Dropping the chapter on Italy in exchange for ones covering Sweden and India as well as exchanging a blue-and-black cover for a red-and-black one, the study identifies three key theaters for US security: Europe, Asia and the Middle East. The main threats are, as is now usual, identified as
transnational terrorist groups and the two revisionist powers of China and Russia.

A Hard Look at Hard Power: Assessing the Defense Capabilities of Key US Allies and Security Partners

So what does the study have to say about America’s partners and allies?
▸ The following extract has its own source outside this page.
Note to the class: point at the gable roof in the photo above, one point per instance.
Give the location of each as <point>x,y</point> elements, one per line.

  • Australia has reached new heights of defense readiness thanks to reliable funding but is facing an increasingly precarious strategic position which may call for greater defense spending than the sparsely populated nation is willing to afford.
  • With French policymakers perceiving “an overall degradation of the international security system”, they are successfully modernizing and have strengthened their alliance with the US. However, populism may threaten this renewed cooperation.
  • The report highlights a U-turn in German defense policy and a major increase in funding. However, its success “depends on a substantial increase in financial resources and the reformation of a flawed defense procurement process”
  • India has a competent military but one that is increasingly beset by internal threats, the threat of Pakistan and China, and budget constraints. India wants to play a larger role in the Indo-Pacific but still largely eschews the type of strategic partnership needed to make this happen.
  • As China increasingly flexes their power, “Japan is adopting a new multidomain operations (MDO) doctrine and prioritizing long-range strike systems, defense in depth east of the Japanese archipelago, and advances in new warfighting domains.” However, there are serious “demographic decline and fiscal constraints” impeding the JSDF.
  • Poland has increasingly focused on its bilateral partnership with America rather than a more multilateral one including Europe. There are ambitious modernization plans in place but the county is struggling to develop a domestic defense industry.
  • South Korea has the largest standing military of any US ally which is highly modernized. Still, the country is very reliant on US support and it is unlikely South Korea will be able to maintain a military of this size in future decades.
  • Ever since Russia invaded Crimea in 2014, Sweden has made a significant effort to upgrade its defense capability and, while formally outside of the organization, is increasingly cooperating with NATO. “Defense plans have included a reintroduction of conscription, a significant increase in military spending, and modernization of the existing force structure.”
  • the ability of the ROC and its American ally to defend the island of Taiwan from invasion is increasingly uncertain. While Taiwan is trying to improve its security position, this is undermined by “insufficient defense spending, manpower shortages, and an uncertain commitment to the new defense strategy”.
  • The UK maintains an excellent modern military. It’s somewhat small size is offset by “advantages in mobility, basing, and unequaled interoperability with US forces”.